« Maman voulait t’appeler. Oncle Derek ne la laissait pas partir. Grand-mère a pris le téléphone. Maman n’arrêtait pas de demander de l’aide. »
Mon père frappa de nouveau son fauteuil roulant, puis montra du doigt sous le coussin de son siège.
Tante Béatrice éleva soudain la voix.
« Alex, arrête ça. Enterre ta femme d’abord. Les problèmes de famille peuvent attendre. »
Cette phrase me fit basculer.
J’attrapai le téléphone d’un proche et appelai le 911.
Teresa essaya de m’en dissuader.
« Les affaires de famille restent en famille ! »
Je la fixai du regard.
« Une mort suspecte n’est pas une affaire de famille. »
La police arriva quelques minutes plus tard.
Au moment où les agents entrèrent, Béatrice sortit dans le couloir et tapa quelque chose sur son téléphone.
Je lut quatre mots :
**Il commence à se méfier.**
Derek se dirigea silencieusement vers l’escalier.
Je le bloquai.
« Personne ne monte. »
Pour la première fois, mon frère eut peur.

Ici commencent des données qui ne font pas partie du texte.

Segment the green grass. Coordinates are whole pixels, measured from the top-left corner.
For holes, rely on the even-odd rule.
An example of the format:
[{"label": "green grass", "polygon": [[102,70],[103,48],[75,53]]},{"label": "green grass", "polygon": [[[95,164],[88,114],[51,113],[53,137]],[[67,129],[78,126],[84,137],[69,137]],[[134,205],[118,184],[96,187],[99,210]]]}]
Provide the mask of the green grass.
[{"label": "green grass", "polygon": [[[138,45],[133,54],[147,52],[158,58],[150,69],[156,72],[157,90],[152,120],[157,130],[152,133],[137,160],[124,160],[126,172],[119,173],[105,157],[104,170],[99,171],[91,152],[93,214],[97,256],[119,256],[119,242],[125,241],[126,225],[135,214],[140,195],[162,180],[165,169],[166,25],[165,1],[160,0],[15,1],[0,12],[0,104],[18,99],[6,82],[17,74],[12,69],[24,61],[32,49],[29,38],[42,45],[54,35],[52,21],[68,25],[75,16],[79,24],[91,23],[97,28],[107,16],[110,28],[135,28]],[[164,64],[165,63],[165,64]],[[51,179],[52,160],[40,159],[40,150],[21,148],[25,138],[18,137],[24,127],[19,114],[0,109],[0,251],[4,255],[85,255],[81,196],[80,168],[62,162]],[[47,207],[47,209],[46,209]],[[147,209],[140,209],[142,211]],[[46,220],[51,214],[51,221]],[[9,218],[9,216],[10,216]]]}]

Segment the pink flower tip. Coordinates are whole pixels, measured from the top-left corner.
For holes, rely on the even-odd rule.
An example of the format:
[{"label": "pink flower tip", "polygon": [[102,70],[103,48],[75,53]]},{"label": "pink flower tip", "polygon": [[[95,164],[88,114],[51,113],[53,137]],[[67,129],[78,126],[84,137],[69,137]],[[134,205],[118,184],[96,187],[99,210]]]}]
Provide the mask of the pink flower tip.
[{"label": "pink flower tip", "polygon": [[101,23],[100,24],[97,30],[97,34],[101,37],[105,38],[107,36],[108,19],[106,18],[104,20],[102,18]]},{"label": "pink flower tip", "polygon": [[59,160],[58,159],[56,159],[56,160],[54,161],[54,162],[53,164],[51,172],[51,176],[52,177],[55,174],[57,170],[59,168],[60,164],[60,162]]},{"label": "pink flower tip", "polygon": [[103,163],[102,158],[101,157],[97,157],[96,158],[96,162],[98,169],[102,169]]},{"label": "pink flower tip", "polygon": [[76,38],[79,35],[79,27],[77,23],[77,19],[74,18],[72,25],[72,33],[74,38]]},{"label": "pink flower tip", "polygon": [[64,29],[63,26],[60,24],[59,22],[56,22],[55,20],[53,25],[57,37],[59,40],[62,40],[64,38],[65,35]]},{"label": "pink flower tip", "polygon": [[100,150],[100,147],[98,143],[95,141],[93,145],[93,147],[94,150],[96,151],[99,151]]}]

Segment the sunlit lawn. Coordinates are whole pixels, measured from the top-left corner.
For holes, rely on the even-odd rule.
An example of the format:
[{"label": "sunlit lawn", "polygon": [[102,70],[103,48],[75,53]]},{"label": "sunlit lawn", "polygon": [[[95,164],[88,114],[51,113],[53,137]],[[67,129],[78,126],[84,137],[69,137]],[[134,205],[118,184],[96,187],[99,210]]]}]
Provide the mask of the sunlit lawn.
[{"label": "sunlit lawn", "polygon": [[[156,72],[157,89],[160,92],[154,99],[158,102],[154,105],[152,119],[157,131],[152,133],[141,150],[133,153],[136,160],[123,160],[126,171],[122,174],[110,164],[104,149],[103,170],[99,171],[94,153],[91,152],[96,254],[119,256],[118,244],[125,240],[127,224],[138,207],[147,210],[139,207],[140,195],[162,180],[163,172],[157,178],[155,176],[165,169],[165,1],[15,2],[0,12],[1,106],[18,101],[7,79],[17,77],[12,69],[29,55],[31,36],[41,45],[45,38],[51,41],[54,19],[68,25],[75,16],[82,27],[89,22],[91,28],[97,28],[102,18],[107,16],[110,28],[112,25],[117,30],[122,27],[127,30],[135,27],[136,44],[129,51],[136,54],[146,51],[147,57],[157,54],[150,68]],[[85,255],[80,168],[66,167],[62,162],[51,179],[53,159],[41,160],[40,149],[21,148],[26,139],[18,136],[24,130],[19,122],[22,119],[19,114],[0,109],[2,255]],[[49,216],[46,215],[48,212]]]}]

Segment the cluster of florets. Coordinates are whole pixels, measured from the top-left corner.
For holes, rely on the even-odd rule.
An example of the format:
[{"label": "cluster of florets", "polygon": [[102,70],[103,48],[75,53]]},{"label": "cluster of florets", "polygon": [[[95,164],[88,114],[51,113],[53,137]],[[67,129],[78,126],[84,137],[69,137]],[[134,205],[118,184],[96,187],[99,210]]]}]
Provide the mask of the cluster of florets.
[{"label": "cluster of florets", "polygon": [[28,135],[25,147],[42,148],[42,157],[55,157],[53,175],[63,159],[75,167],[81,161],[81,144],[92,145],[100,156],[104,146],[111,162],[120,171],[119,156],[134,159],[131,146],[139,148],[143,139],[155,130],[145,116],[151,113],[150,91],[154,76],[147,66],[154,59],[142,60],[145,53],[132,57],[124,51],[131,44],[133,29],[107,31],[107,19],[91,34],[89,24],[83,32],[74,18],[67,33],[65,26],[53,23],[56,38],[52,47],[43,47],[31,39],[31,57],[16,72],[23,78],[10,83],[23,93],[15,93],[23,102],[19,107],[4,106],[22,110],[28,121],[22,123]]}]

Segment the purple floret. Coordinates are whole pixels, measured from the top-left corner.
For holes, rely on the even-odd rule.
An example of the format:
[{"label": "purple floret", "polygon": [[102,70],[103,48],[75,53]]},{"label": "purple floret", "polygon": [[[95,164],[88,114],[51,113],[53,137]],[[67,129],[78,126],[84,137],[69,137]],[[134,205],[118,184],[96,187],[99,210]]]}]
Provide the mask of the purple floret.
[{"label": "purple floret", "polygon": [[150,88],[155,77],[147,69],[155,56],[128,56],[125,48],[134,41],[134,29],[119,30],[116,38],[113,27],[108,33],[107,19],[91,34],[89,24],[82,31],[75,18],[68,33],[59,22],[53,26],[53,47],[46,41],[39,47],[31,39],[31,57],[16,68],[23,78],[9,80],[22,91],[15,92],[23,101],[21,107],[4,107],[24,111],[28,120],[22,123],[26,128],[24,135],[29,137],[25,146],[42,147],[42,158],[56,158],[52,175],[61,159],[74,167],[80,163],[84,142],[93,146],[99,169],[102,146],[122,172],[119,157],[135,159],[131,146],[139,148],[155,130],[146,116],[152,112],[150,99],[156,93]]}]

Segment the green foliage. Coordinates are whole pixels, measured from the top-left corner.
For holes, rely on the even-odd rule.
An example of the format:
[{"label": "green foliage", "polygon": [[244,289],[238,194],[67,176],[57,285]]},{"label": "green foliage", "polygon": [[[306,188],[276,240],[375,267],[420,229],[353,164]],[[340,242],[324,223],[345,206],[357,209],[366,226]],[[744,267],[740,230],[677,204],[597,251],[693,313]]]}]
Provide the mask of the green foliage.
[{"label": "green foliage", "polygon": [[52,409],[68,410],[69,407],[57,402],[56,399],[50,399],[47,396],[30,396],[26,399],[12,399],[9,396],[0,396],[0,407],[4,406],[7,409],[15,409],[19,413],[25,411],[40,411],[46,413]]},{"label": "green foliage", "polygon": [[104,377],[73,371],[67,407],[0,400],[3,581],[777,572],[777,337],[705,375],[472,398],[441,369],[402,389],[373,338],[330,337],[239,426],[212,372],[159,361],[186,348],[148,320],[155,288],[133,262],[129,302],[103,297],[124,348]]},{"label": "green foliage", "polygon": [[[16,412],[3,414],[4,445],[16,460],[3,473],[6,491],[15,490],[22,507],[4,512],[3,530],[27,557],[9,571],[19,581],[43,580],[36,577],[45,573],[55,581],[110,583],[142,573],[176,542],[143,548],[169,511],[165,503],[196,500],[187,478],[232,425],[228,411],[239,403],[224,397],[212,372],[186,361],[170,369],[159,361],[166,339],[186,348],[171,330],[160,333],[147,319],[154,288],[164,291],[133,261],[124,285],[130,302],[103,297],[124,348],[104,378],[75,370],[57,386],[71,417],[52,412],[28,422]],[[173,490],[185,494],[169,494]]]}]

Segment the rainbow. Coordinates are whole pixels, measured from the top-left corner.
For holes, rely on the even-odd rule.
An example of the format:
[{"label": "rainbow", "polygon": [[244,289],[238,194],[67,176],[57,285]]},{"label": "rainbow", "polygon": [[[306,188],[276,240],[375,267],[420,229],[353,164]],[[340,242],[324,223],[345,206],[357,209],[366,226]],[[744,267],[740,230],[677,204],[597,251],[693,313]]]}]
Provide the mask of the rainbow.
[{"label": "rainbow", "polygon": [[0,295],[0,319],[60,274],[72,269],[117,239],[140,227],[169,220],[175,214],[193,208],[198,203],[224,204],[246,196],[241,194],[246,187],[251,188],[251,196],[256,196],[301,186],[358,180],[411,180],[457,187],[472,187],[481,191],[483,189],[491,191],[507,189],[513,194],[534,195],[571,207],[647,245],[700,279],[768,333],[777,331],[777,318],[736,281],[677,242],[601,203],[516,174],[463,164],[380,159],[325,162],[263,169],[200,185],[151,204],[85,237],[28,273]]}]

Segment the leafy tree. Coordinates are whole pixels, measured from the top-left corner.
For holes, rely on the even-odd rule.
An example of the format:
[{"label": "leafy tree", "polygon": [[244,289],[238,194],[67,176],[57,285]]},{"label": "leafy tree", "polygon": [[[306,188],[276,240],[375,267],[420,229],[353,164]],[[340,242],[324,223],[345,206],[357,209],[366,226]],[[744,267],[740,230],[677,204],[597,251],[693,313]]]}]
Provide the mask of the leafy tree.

Et tout ce qui s’était passé durant ces trois jours allait s’effondrer.
PARTIE 2
Les inspecteurs interrompirent immédiatement les funérailles.
Le troisième étage devint une scène de crime.
Les enquêteurs constatèrent des dégâts autour de la porte de la chambre de Clara, des bris de verre sous les meubles et des traces de nettoyage.
Lily répéta son récit à un pédopsychiatre sans altérer les détails importants.
Derek avait forcé la porte.
Clara avait crié.
Teresa lui avait pris son téléphone.
La porte avait ensuite été verrouillée de l’extérieur.
Les preuves médicales montrèrent également que Clara avait été blessée avant sa mort et n’avait pas reçu les soins d’urgence qu’elle avait demandés.
Ma mère continuait d’insister sur l’instabilité de Clara.
Mon père demanda alors son tableau de communication.
Lentement, péniblement, il épela :
**DEREK. PORTE. CRIS. TERESA. TÉLÉPHONE. BÉATRICE. SAC NOIR.**
Puis il désigna de nouveau le dessous de son fauteuil roulant.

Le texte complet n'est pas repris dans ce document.